Understandable, not everyone wants to or is able to pay more for a one-day ticket; therefore, you can go with the current offer of 2 Days for the Price of 1 for $69, given two TWO days at the park, which is a really great deal. There’s also various annual passes and multi-park passes (for entrances to other area theme parks) to choose from. For more about information on tickets, visit the Tickets page.
Ok, before you buy the tickets, maybe you want to check the park hours, to make sure you’re going at the right time and that there aren’t any special events happening on your day of choice that would close the park early to the general public. You can go online to USH’s Park Hours page to check in advance. The park typically opens at 9 or 10am and closes between 5pm and 7pm daily; when I go near the end of July, it’s usually 9am – 8pm, which are great hours.

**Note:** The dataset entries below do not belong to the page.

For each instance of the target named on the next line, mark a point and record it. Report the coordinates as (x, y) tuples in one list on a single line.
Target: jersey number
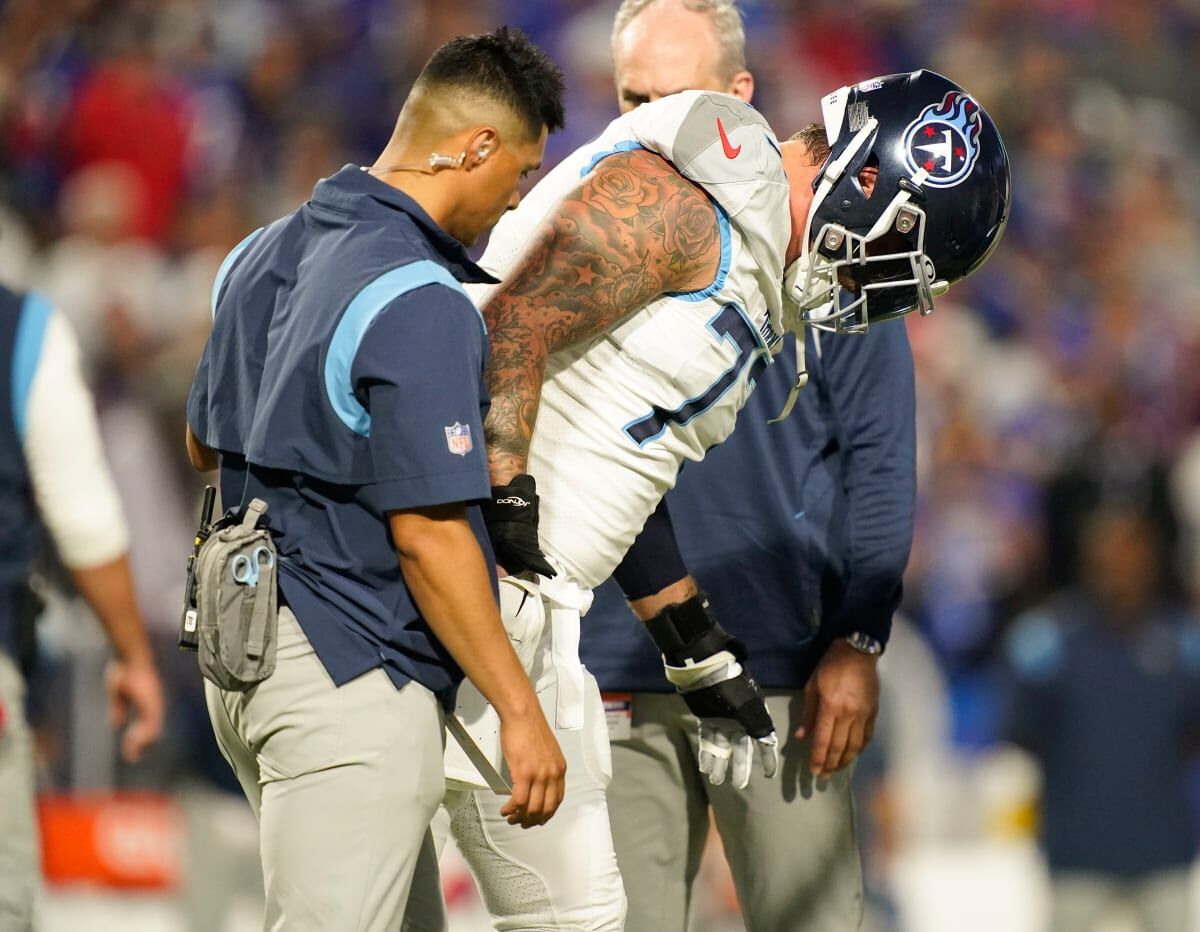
[(730, 326)]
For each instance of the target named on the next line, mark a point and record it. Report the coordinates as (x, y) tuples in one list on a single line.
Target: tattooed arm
[(633, 229)]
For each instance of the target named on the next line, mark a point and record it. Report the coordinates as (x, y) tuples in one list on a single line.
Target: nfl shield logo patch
[(459, 438)]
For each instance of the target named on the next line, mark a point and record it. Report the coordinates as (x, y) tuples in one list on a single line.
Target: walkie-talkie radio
[(189, 631)]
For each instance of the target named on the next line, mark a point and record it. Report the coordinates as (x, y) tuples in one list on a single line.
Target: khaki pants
[(1079, 901), (343, 782), (790, 843), (558, 877), (19, 863)]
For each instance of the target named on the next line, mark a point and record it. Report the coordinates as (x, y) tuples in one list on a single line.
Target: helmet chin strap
[(795, 287)]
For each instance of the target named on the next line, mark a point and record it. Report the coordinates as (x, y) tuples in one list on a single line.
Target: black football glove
[(511, 519), (703, 662)]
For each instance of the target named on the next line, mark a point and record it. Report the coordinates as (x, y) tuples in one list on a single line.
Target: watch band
[(864, 643)]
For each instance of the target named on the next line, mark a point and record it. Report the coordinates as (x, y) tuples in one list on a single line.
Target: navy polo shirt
[(342, 380)]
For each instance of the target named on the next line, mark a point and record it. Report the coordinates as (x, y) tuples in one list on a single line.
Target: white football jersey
[(621, 413)]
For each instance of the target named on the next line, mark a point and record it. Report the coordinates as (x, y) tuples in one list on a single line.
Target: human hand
[(725, 749), (135, 687), (841, 701), (537, 767), (735, 722)]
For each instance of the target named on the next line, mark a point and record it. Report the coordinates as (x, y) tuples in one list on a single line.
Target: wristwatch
[(864, 643)]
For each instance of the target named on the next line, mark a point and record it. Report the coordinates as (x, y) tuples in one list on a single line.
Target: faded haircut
[(507, 67), (725, 16)]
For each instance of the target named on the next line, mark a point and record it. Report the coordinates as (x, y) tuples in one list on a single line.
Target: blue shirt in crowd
[(1113, 716), (797, 530), (342, 380)]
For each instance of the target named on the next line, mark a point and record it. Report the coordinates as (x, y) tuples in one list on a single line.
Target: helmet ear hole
[(868, 175)]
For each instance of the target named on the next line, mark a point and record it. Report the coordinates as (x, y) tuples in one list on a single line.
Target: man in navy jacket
[(799, 533)]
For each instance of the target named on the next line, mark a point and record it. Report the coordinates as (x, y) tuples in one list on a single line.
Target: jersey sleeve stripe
[(35, 314), (627, 145), (363, 310), (227, 264)]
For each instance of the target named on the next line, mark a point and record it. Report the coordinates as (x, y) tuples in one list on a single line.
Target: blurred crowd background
[(142, 139)]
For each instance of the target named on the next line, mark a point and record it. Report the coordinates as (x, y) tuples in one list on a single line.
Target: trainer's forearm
[(108, 589), (444, 570)]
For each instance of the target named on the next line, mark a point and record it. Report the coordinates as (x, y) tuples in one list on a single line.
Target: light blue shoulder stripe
[(366, 306), (723, 269), (35, 314), (227, 264), (628, 145)]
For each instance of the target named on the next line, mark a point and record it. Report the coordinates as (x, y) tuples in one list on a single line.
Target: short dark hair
[(814, 140), (505, 66)]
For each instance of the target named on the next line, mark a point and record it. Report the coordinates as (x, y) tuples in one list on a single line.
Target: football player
[(647, 281)]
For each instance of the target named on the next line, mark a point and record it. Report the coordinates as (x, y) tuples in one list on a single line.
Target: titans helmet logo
[(945, 140)]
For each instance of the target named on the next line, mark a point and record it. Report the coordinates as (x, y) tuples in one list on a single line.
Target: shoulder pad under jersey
[(727, 148)]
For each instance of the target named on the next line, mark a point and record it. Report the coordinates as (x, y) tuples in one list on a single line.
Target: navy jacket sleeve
[(418, 372), (874, 402)]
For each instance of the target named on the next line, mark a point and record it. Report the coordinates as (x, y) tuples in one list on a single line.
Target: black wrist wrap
[(739, 699), (689, 631)]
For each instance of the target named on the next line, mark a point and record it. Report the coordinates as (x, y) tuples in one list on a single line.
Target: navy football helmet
[(937, 209)]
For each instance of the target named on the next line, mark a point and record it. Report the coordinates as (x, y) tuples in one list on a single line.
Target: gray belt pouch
[(237, 603)]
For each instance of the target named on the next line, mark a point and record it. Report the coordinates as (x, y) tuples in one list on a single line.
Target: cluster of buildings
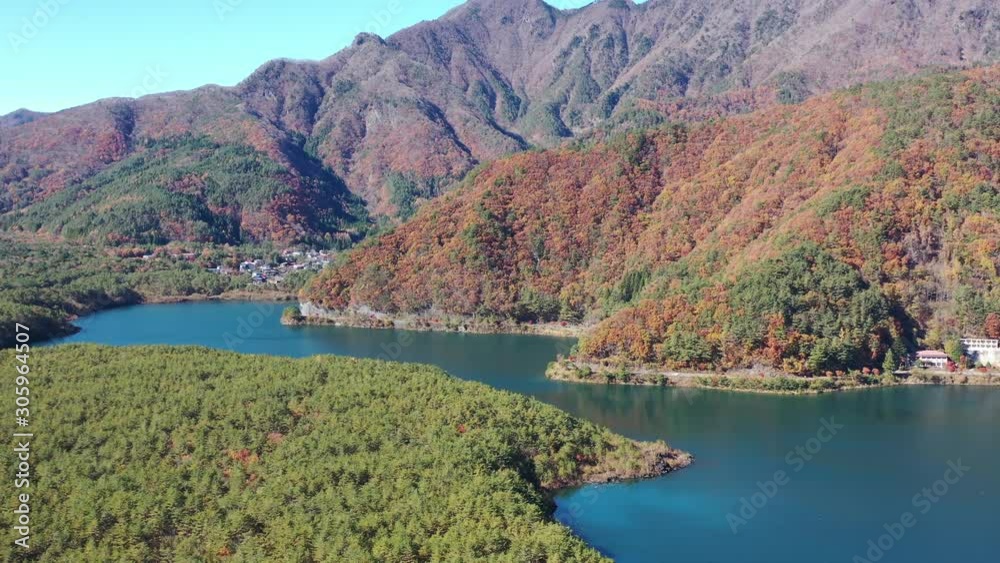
[(262, 271), (983, 351)]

As I mentioned, sometimes the park will close to the general public for special ticketed events. The biggest special event at USH (and USO) is Halloween Horror Nights (you can see the 2009 page here; 2010 information is not yet available). This event happens over several days at the end of October/early November, and as the name implies, it’s a Halloween-themed horror event, and it requires a separately purchased ticket. I’ve been to this event several times and I can tell you, if you love horror, there is NO haunted house walk-through or theme park event that tops the ones at both Universal Studios locations. On these specific days, the park is transformed into a horror wonderland, where zombies chase the attendees with chainsaws and rides that provide harmless fun become a nightmare at night. There’s also “fun” fun stuff going on, like concerts by popular performers. Each year, Universal brings on more horror icons as well like Freddy, Jason, Leatherface, Jigsaw, and more! Listen, I’m telling you straight out — IT IS SCARY and a must, at least once in your life. [Warning: The Chainsaw Zombies go after clusters of scared girls and women who fall a step behind their boyfriends/husbands.]
This leads us to parking: There’s various ways to park your car at Universal Studios Hollywood. There’s a General Parking lot, which is a huge multi-level garage which costs $10 or $14, depending on when you arrive. If you want to park closer to the exit, you can pay $20 for the Preferred parking lot. Lastly, there’s Valet Parking, which can cost from $2 to $25, depending on your length of stay and whether you have your parking validated. Visit the parking page for more details (and there are plenty).